Affare da ceto

“Quelle di secondo livello per la Provincia, sono le elezioni più politiche che ci troveremo ad affrontare”. Questa frase l’ho sentita durante un incontro in cui si doveva discutere di politica, appunto, ma anche di amministrative. Nei fatti, chi l’ha pronunciata (persona che, peraltro, gode della mia stima e del mio apprezzamento per il suo impegno e lavoro), dava al termine “politiche” un’accezione accresciuta dalla considerazione che a votare fossero solo sindaci e consiglieri, cioè altri politici. Le due cose, quindi, politica e amministrazione, non solo non erano disgiunte nel ragionamento (e come potevano esserlo?), ma la seconda attribuiva “un più” di valore e concretezza alla prima.

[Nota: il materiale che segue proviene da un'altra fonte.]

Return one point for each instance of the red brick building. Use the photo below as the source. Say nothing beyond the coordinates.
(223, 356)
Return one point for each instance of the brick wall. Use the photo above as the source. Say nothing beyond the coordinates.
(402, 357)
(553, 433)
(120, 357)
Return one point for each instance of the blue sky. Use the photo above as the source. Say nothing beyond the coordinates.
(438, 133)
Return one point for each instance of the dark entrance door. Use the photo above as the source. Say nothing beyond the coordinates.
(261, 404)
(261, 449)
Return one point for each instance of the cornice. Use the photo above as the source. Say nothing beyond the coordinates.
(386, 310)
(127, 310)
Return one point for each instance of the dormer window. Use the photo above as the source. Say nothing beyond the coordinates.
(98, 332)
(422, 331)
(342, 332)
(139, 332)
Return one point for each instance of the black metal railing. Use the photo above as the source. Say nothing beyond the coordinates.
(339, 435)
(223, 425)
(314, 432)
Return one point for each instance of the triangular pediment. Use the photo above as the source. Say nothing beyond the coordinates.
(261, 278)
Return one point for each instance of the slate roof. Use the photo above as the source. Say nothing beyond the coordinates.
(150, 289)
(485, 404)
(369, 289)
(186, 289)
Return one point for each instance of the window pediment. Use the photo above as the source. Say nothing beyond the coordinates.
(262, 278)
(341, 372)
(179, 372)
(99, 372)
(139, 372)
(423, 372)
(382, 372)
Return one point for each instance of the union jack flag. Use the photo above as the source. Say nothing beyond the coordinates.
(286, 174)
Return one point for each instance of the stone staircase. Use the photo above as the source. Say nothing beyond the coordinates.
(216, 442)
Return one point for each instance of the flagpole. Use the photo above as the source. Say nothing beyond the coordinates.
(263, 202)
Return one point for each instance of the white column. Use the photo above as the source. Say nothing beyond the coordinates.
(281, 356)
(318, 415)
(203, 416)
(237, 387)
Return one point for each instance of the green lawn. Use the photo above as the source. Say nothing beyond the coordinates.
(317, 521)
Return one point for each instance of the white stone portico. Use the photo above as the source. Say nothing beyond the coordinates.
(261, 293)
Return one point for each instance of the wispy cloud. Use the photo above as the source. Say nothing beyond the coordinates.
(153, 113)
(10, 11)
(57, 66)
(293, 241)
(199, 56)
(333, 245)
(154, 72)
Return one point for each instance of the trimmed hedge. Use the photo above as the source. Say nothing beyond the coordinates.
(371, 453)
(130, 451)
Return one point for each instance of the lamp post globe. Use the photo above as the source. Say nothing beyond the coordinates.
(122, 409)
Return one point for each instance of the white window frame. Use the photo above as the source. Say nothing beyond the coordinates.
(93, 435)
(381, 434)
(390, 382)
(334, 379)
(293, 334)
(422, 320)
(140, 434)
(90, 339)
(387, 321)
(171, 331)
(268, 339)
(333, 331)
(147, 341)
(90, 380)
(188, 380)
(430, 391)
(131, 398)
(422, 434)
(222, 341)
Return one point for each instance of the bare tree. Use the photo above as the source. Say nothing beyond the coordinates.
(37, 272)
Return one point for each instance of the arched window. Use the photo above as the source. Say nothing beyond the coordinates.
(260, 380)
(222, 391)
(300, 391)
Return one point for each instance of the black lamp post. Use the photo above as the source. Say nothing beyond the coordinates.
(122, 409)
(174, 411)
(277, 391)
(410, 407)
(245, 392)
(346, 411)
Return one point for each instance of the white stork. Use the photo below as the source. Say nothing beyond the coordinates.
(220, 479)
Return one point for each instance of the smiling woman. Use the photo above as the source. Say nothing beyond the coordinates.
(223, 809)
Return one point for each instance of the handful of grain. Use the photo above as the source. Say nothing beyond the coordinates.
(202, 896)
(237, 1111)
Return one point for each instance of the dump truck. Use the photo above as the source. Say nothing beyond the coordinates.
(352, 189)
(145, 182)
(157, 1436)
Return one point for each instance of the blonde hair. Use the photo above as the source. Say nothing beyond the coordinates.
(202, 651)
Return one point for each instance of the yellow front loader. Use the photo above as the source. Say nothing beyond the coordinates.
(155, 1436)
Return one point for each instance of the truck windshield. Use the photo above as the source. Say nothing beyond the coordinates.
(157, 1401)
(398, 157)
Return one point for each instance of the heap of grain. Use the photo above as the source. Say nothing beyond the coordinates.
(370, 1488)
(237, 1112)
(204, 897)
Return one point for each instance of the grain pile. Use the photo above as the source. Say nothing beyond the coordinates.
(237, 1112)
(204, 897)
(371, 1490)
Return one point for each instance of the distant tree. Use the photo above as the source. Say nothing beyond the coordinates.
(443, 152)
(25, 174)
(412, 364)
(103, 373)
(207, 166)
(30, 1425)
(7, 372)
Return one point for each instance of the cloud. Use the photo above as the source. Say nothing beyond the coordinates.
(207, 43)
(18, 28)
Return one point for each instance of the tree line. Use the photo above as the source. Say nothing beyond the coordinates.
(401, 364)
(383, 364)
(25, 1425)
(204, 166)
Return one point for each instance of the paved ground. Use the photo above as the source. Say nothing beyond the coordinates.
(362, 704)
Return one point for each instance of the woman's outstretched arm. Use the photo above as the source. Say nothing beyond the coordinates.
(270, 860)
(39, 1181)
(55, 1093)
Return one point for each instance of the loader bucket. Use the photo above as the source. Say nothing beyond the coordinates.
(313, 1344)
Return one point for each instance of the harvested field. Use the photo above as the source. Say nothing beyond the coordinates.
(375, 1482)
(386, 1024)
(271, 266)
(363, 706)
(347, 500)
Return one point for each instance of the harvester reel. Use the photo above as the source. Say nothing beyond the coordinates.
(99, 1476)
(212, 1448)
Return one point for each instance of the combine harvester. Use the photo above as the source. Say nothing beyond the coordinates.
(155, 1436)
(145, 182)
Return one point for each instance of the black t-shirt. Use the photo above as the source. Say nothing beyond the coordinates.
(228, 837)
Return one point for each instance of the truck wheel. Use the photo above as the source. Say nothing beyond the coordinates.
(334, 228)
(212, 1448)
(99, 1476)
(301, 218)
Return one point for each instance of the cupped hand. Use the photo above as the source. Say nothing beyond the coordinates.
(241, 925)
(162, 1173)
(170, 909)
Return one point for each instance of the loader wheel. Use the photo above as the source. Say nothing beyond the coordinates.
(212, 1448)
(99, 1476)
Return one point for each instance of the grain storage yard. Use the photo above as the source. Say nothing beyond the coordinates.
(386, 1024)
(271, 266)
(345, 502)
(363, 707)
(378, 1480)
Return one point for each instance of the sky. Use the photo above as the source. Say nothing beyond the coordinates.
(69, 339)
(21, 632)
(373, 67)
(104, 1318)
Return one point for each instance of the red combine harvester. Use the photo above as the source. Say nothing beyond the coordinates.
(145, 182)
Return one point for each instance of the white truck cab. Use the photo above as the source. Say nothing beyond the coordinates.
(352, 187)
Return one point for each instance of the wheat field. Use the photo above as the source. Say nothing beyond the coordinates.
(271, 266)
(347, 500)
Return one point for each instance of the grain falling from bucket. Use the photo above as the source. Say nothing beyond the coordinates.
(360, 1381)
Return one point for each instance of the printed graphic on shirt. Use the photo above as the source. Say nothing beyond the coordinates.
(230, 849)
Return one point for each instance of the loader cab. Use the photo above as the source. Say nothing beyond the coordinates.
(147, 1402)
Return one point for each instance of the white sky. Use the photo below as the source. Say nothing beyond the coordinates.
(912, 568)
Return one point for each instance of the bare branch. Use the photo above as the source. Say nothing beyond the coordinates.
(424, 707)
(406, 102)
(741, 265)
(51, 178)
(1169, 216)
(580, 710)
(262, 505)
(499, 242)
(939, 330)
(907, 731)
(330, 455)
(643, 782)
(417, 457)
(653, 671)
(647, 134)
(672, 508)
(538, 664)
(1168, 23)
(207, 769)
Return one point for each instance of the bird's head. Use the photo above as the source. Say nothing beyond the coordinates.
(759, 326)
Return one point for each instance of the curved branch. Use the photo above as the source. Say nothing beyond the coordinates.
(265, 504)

Ora, per me l’amministrazione non toglie nulla alla politica, ovviamente, ma è questa ad aggiungere a quella un qualcosa, in termini di visioni e di idee, non viceversa. In quel concetto espresso nella proposizione con cui ho iniziato, invece, avviene il contrario, riducendo  la politica a una serie di questioni tecniche e operative. E non solo lì, purtroppo. Il pensiero collettivo e ampiamente condiviso che ha portato alla riforma delle Province, muove proprio da una logica simile, così come, in parte, quello che sottende alla riforma del Senato e, sotto alcuni punti di vista, anche quello che sta alla base della nuova legge elettorale, quell’Italicum già approvato dalla Camera.

In pratica, ciò che si tende ad affermare è che la politica sia affare da addetti ai lavori, tecnici, “ceto”, se mi si passa l’espressione. Non esperti di teorie e dottrine politiche, intendiamoci, ma proprio di pratiche amministrative, di sindaci (il “sindaco d’Italia” vi ricorda qualcosa?), assessori e presidenti esperti nella gestione quotidiana della macchina pubblica. E del potere.

Perché, in fin dei conti, in questo sistema tutto si riduce al governo, non già dei processi, ma proprio di quello che si esprime nel Palazzo. La governabilità, infatti, diviene il metro con cui si giudicano le assemblee democratiche e i criteri che sottendono alla loro formazione. E cos’è questo concetto se non la sussunzione a livello legislativo delle pratiche dell’esecutivo? O meglio, la loro coincidenza e riduzione, con buona pace di Montesquieu.

Guardate all’azione esortativa che l’attuale presidente del Consiglio (e i tanti coreuti e corifei, vecchi e nuovi) porta a sostegno delle sue proposte di riscrittura del sistema istituzionale e costituzionale; che cosa dice Renzi? “O votate quello che noi abbiamo deciso, o vado via”. Cioè, chiede al Parlamento, al potere legislativo, che dal suo dovrebbe essere autonomo, di ratificare le decisioni prese da quello esecutivo, che quindi prende una posizione predominante, e decise al di fuori del corretto e normale dibattito politico. In sintesi, si chiede al Legislatore di onorare, in modo indiscutibile, gli impegni presi dal Governo, riducendolo a una funzione notarile, di validazione, quando non semplicemente esornativa, di completamento estetico.

Però, a questa funzione subalterna agli esecutivi, i componenti delle assemblee elettive non si ribellano? No, o almeno non nella loro parte maggioritaria. E perché? Semplicemente per il fatto che non ritengono quello un ruolo subordinato, ma l’unico modo in cui si esplica la politica nelle dinamiche del suo essere-per-il-governo. In un simile orizzonte, è chiaro che le elezioni divengono la selezione di un funzionariato tecnico e amministrativo, e quindi, se di secondo livello, come quelle provinciali o del Senato, secondo quanto previsto dalla novellata riforma di Boschi, Verdini e Calderoli, ma anche, e sotto molti profili, quelle per la Camera con il Porcellum o l’Italicum, assumono le caratteristiche delle “più politiche”, proprio perché la scelta è fatta da altro ceto politico o attraverso liste bloccate da questo predisposte, in modo da ridurre al minimo la possibilità che vengano eletti candidati non in linea con una visione esclusivamente governistica della politica.

E la rappresentanza, la partecipazione, in una parola, la democrazia? Ma che razza di domande sono? Qui bisogna andar di corsa, fare in fretta, essere efficaci ed efficienti; credete che abbiamo tempo da perdere con simili sciocchezze?